Improving our homemade JavaScript obfuscator

September 9th, 2019

In a previous blog post, we created a simple JavaScript obfuscator and applied it to a fingerprinting script that could be used for bot detection or to enhance authentication. In this blog post, we extend it to add new code transformations that aim to make the code even less readable.

Once again, the obfuscator we present is not production-ready and only serves for educational purposes. If you are looking for a better JavaScript obfuscator, you can have a look obfuscator.io (open source) or JSCrambler.

Before I present the new code transformations, I briefly review the transformations we created in the previous blog post.

Summary of the current obfuscation transformations

Our obfuscator replaces static access to object members (methods and attributes) to make them dynamic using a function call:

errorMessage = e.message;
// would become
errorMessage = e[f(index, arr)];

It also replaces static strings and numbers by a function call.

context.textBaseline = "alphabetic";
// would become
context[f(index, arr)] = f(indexOther, arr);

To do this, we store all the static strings, numbers as well as the static object members accessed in the code in a single array.

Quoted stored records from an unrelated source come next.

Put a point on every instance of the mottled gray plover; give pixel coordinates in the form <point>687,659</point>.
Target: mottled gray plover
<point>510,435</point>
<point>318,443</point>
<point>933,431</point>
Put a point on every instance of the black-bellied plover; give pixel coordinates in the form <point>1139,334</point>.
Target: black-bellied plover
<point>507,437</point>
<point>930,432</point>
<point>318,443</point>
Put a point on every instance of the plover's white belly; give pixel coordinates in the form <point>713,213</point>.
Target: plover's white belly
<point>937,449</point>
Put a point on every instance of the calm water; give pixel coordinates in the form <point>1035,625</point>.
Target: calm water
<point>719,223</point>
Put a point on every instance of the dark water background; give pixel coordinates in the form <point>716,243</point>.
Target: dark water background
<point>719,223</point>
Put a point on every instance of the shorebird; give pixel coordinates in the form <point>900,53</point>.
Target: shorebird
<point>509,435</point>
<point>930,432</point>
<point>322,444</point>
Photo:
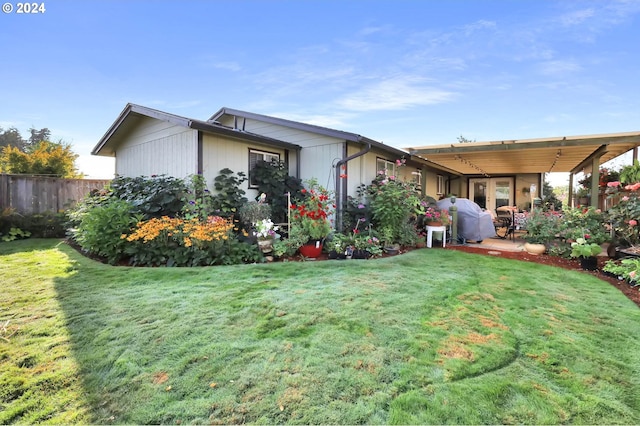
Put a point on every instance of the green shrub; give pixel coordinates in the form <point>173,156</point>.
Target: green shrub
<point>39,225</point>
<point>197,201</point>
<point>581,221</point>
<point>187,242</point>
<point>100,229</point>
<point>274,181</point>
<point>155,196</point>
<point>392,203</point>
<point>15,234</point>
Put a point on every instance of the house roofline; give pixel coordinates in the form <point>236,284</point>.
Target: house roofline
<point>325,131</point>
<point>178,120</point>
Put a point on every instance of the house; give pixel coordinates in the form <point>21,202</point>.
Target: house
<point>145,141</point>
<point>501,173</point>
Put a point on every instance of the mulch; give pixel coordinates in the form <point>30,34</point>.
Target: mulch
<point>633,293</point>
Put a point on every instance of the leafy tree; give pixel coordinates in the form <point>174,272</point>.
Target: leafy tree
<point>36,137</point>
<point>549,200</point>
<point>43,158</point>
<point>462,139</point>
<point>11,137</point>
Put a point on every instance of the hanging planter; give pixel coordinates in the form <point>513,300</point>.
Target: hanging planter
<point>311,250</point>
<point>589,263</point>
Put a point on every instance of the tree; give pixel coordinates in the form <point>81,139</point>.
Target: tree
<point>43,158</point>
<point>11,137</point>
<point>38,136</point>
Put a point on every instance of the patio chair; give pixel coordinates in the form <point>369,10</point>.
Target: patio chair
<point>504,223</point>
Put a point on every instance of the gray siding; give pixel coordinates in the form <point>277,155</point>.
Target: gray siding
<point>156,147</point>
<point>220,152</point>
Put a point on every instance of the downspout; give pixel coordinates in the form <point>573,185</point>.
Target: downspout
<point>341,184</point>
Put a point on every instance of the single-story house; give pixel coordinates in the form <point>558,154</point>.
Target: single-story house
<point>502,172</point>
<point>145,142</point>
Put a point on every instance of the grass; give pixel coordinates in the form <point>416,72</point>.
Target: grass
<point>432,336</point>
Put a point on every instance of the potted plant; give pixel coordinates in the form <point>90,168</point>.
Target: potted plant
<point>586,251</point>
<point>434,216</point>
<point>265,232</point>
<point>542,228</point>
<point>310,218</point>
<point>365,246</point>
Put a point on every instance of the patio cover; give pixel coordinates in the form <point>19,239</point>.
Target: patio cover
<point>558,154</point>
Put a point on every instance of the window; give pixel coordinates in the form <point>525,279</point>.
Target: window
<point>388,167</point>
<point>440,185</point>
<point>254,157</point>
<point>417,177</point>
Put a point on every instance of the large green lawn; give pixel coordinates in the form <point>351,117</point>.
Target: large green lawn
<point>432,336</point>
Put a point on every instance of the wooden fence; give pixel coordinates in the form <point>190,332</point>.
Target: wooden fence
<point>36,194</point>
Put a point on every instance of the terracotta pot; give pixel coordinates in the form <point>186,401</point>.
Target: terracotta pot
<point>311,250</point>
<point>434,224</point>
<point>589,263</point>
<point>266,246</point>
<point>361,254</point>
<point>532,248</point>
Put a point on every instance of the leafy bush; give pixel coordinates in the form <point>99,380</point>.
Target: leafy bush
<point>273,180</point>
<point>169,241</point>
<point>100,228</point>
<point>15,234</point>
<point>628,269</point>
<point>311,214</point>
<point>542,226</point>
<point>228,197</point>
<point>393,203</point>
<point>583,221</point>
<point>253,212</point>
<point>155,196</point>
<point>624,216</point>
<point>197,201</point>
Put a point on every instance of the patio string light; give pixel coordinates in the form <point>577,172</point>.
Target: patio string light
<point>558,154</point>
<point>470,164</point>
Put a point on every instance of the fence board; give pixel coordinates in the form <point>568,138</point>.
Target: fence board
<point>37,194</point>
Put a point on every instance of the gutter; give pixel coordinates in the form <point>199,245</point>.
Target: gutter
<point>341,185</point>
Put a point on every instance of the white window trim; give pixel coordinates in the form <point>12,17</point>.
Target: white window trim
<point>266,156</point>
<point>440,185</point>
<point>387,165</point>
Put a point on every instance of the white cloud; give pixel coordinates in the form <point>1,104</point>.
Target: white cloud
<point>228,66</point>
<point>576,17</point>
<point>395,94</point>
<point>559,67</point>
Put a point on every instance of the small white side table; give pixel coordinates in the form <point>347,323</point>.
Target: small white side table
<point>432,229</point>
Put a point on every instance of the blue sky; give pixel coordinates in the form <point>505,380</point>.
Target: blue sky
<point>405,73</point>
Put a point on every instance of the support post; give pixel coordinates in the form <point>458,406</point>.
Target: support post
<point>453,209</point>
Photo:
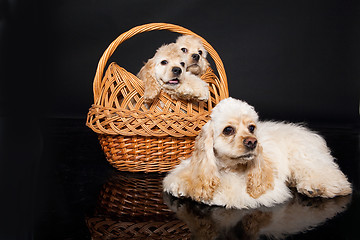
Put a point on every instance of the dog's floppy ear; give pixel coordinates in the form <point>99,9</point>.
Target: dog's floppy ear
<point>204,175</point>
<point>260,177</point>
<point>151,86</point>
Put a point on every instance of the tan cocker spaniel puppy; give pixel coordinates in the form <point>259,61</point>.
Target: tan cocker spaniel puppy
<point>240,162</point>
<point>194,53</point>
<point>166,71</point>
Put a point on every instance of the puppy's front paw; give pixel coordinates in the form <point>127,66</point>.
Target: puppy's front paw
<point>204,96</point>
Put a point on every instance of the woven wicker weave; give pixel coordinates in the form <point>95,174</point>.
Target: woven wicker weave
<point>138,139</point>
<point>131,206</point>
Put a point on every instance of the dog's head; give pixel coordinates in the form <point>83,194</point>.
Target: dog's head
<point>164,71</point>
<point>228,141</point>
<point>234,132</point>
<point>169,66</point>
<point>194,53</point>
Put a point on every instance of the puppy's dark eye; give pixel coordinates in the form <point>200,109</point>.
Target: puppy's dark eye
<point>228,131</point>
<point>252,128</point>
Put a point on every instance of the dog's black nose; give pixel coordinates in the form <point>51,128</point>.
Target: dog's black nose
<point>176,70</point>
<point>250,142</point>
<point>195,56</point>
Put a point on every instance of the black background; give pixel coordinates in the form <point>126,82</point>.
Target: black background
<point>293,60</point>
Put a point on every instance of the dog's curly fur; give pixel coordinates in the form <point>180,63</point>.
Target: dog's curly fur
<point>241,162</point>
<point>195,54</point>
<point>166,71</point>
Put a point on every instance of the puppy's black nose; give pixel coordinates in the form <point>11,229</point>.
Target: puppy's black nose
<point>195,56</point>
<point>176,70</point>
<point>250,143</point>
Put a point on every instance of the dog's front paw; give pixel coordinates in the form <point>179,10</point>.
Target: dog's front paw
<point>204,96</point>
<point>203,190</point>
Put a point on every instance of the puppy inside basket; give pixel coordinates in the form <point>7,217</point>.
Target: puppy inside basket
<point>176,69</point>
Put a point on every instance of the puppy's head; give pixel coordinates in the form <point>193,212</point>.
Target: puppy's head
<point>234,128</point>
<point>194,53</point>
<point>169,66</point>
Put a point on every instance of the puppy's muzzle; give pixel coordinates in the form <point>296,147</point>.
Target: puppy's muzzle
<point>250,143</point>
<point>195,57</point>
<point>176,71</point>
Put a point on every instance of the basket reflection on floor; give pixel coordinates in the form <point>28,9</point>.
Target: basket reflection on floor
<point>131,206</point>
<point>137,138</point>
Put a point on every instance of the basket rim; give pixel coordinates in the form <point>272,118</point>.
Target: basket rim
<point>146,28</point>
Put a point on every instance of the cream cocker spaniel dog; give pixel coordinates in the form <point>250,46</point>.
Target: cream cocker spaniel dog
<point>195,54</point>
<point>166,71</point>
<point>240,162</point>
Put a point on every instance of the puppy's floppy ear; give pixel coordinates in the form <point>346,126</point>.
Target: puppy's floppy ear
<point>204,176</point>
<point>151,86</point>
<point>260,177</point>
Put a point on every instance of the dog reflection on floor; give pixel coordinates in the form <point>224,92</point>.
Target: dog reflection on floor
<point>298,215</point>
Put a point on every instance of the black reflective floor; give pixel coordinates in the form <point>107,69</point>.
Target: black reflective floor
<point>80,196</point>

// staticLiterals contains the different attributes we want to obfuscate
    [ 'AsyncFunction',
      'adblock',
      200,
      10,
      ...
      'pageYOffset',
      'clientWidth']

To make it less readable, we encode the strings contained in the staticLiterals array using base64. Then, when we want to access an element of the array in our code, we use a function, f in the previous examples, that maps an index to the the right element in the array.

New obfuscation transformations

Now that we have reminded the code transformations used in the first version of our obfuscator, we present the new ones, that, hopefully, will make the obfuscated code more difficult to understand.

Splitting string literals and static member expressions

In the first version of the obfuscator, string literals and static member expressions were stored in an array after they had been encoded using base64. Thus, toDataURL is stored as dG9EYXRhVVJM (atob('dG9EYXRhVVJM') = 'toDataURL'). In this new version, instead of storing the base64 encoded version of toDataURL, we split it in multiple substrings. Thus, depending on the number of splits we apply, we may store the following substrings: ‘t’, ‘dat’, ‘aU’ and ‘RL’. Then, in an array, we store each of these substrings encoded using base64.

We use the code below to get all the literals to obfuscate and split them into multiple substrings.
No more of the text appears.